“Next time,” he says, “no high heels.”
“Oh!” I look down at my black pumps. Nobody gave me any guidance whatsoever on the dress code, much less the shoe code. “Well, they’re not very high. And they’re chunky—not sharp or anything. I really don’t think…”
My protests die on my lips as Benton stares at me. No high heels. Got it.

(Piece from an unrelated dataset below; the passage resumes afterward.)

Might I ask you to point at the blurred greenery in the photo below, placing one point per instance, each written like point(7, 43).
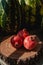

Benton runs my purse through a metal detector, and then I walk through a much larger one myself. I make a nervous joke about how it feels like I’m at the airport, but I’m getting the sense that this guy doesn’t like jokes too much. Next time, no high heels, no jokes.
“I’m supposed to meet Dorothy Kuntz,” I tell him. “She’s a nurse here.”
Benton grunts. “You a nurse too?”
“Nurse practitioner,” I correct him. “I’m going to be working at the clinic here.”
He raises an eyebrow at me. “Good luck with that.”
I’m not sure what that means exactly.
Benton presses a button, and again, that ear-shattering buzzing sound goes off, just before the second set of barred doors slides open. He directs me down a hallway to the medical ward of the prison. There’s a strange chemical smell in the hallway, and the fluorescent lights overhead keep flickering. With every step I take, I’m terrified that some prisoner will appear out of nowhere and bludgeon me to death with one of my high-heeled shoes.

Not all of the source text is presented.